Brexit squeeze eating workers’ earnings highlights BOE dilemma

LONDON, UNITED KINGDOM - JUNE 15: A leave supporter is seen as fishing boats campaigning for Brexit sail down the Thames through central London, United Kingdom on June 15, 2016. A Brexit flotilla of fishing boats sailed up the River Thames into London today with foghorns sounding, during a protest against EU fishing quotas by the campaign for Britain to leave the European Union.  (Photo by Kate Green/Anadolu Agency/Getty Images)

Bloomberg

You don’t need to tell UK nurses what this week’s inflation and wage data will show. They say their living standards have been squeezed for seven years, and now it’s reached crisis point.
With reports from the Office for National Statistics set to show pay continuing to lag price growth in Britain, nurses are just the latest group of workers to protest. Employees at the Bank of England last week reached an agreement following a three-day walkout, while employees of some McDonald’s restaurants went on strike demanding higher pay.
Sluggish consumer spending growth is one reason why the central bank will probably keep its benchmark rate at a record-low 0.25 percent on Sept. 14, according to a Bloomberg survey of economists. Yet because the pound’s depreciation since the Brexit vote is also driving up import costs, two policy makers are expected to push for a rate increase to keep prices in check. Consumer-price inflation accelerated to 2.8 percent last month, the survey showed before Tuesday’s data.

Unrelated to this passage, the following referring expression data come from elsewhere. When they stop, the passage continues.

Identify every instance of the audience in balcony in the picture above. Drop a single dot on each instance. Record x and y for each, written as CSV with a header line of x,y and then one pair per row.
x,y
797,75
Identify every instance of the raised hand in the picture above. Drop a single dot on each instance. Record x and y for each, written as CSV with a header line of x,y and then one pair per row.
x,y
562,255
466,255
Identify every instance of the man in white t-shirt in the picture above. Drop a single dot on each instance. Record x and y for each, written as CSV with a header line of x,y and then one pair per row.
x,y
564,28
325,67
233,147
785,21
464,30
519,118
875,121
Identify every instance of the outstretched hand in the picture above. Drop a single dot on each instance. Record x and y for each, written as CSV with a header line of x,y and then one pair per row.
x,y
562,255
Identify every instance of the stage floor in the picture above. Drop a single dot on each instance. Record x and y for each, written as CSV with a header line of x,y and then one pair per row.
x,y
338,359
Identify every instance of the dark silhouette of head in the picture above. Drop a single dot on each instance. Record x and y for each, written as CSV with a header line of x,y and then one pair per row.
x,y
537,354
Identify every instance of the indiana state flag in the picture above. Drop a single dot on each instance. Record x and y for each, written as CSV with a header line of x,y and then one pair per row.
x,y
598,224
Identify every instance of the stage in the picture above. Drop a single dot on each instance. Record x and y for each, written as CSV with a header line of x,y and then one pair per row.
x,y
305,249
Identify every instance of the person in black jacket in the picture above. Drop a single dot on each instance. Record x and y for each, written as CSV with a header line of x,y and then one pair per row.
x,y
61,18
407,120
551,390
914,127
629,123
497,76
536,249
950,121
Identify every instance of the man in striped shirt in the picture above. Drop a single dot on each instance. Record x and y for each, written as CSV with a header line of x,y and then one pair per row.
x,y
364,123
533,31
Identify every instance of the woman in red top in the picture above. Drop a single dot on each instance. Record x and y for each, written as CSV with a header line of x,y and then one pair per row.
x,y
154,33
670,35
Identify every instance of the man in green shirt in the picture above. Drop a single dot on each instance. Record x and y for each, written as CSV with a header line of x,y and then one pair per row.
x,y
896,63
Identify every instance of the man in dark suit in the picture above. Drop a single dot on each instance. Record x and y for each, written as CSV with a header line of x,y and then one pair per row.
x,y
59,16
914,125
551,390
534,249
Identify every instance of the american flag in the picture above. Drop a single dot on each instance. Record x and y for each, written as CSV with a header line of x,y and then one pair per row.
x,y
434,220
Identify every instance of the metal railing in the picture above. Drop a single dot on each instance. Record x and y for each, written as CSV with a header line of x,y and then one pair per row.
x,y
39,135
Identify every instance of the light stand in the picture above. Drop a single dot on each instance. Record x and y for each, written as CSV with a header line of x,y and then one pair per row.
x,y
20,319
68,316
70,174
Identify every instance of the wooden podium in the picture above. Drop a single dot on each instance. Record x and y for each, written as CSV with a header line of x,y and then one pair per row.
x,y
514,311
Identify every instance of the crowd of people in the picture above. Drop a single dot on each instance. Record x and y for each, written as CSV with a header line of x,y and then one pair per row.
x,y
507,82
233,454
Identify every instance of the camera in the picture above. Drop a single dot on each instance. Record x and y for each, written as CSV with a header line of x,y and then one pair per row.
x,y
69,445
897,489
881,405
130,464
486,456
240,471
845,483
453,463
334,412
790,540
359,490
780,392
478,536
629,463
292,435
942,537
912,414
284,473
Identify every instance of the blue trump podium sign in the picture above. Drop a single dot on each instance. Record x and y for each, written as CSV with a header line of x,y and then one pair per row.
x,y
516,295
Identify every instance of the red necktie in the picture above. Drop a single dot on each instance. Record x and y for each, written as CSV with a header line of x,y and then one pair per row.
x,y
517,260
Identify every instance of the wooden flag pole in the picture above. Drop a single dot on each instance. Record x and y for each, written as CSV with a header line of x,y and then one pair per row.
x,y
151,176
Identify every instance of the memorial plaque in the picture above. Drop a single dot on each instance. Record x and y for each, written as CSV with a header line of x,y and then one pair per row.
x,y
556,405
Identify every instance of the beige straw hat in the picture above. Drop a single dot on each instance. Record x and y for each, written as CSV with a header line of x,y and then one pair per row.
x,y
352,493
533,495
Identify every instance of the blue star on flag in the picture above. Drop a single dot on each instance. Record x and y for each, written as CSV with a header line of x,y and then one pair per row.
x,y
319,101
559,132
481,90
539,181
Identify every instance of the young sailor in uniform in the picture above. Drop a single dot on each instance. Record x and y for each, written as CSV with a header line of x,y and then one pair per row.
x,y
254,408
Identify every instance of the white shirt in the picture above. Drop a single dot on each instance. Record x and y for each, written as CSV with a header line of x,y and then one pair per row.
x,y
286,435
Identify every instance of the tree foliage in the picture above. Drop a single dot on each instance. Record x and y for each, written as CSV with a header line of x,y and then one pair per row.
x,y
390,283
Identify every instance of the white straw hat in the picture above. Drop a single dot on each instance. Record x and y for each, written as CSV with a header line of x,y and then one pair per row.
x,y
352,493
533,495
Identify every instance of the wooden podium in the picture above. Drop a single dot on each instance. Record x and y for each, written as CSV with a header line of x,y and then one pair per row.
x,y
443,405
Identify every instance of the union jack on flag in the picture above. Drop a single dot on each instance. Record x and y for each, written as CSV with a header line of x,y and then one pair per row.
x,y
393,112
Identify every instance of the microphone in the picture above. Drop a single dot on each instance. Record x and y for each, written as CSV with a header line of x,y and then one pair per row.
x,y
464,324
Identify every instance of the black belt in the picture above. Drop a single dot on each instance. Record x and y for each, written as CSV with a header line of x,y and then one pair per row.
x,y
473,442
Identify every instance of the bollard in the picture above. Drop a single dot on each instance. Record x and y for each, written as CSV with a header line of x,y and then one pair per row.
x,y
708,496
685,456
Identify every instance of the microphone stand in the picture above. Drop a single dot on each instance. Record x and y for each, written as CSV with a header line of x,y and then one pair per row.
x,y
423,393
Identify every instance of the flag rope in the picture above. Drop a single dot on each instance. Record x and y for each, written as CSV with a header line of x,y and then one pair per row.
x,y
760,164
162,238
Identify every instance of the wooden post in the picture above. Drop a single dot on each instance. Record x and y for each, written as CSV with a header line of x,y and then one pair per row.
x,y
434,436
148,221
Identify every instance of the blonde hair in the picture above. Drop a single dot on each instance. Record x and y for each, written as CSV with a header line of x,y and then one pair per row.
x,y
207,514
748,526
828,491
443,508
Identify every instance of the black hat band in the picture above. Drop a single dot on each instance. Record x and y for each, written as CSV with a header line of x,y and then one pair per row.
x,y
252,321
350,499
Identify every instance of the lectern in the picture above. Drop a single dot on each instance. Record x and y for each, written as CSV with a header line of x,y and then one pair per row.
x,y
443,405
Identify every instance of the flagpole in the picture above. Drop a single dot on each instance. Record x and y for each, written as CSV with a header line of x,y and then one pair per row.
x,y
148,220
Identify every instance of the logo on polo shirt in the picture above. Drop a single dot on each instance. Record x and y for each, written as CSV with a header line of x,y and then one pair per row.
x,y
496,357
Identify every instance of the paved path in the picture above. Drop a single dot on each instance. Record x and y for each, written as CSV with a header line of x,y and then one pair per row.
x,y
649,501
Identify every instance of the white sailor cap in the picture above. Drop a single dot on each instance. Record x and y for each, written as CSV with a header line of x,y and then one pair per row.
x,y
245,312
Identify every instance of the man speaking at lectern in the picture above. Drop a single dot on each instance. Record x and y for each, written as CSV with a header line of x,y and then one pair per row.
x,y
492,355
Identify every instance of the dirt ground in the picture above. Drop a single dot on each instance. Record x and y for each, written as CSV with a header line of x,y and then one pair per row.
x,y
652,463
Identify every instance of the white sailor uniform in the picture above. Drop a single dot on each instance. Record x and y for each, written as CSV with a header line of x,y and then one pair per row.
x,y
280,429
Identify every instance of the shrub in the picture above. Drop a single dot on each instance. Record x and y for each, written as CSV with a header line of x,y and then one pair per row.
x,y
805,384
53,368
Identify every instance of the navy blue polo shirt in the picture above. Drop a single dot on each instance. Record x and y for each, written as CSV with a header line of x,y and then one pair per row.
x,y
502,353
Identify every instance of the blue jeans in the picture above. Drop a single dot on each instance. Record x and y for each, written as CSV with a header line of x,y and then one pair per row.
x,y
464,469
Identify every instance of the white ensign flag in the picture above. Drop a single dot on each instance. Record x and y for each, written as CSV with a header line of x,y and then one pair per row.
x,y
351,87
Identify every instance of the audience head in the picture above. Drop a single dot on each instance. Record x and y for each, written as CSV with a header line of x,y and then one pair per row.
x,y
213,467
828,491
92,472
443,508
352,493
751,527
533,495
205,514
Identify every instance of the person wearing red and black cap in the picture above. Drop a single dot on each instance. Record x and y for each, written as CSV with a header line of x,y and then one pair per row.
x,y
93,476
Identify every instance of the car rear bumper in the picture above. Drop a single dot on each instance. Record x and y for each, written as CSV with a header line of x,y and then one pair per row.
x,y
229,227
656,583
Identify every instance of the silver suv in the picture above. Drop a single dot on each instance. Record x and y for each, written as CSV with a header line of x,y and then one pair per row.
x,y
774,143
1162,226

While that’s below the four-year high seen in May, it’s still far outpacing wages, which are projected to have risen a little more than 2 percent in July in a report due out on Wednesday.
Faster inflation is especially painful for public sector workers, laboring under a 1 percent cap on salary increases imposed as part of stringent austerity measures since 2010. Members of the Royal College of Nursing union descended on the British parliament in London last week, arguing their salaries have dropped 14 percent in real terms in the past seven years.
While employees of the government earn more than their peers in the private sector overall, nurses are among the lower paid with an average income of 23,500 pounds ($31,000) a year, according to the RCN. It reckons its members are about 3,000 pounds worse off in real terms than when the cap was imposed.
“They tell us it’s all about the economy,” Maria Trewern, an RCN representative, said, nodding at the Parliament buildings behind her as she waited for the protest to start. The union has seen a huge increase in requests for hardship loans, many from nurses in full-time employment, she said. “This is not for anything frivolous — it’s to put food on the table.”
At the far side of the square, Tracey Young, a community nurse from Ayreshire, Scotland, sat under a statue of Mahatma Gandhi to color in her handmade “Scrap the Cap” sign as she explained that a quarter of her own team have now left the industry, found work in other countries or retired earlier than planned.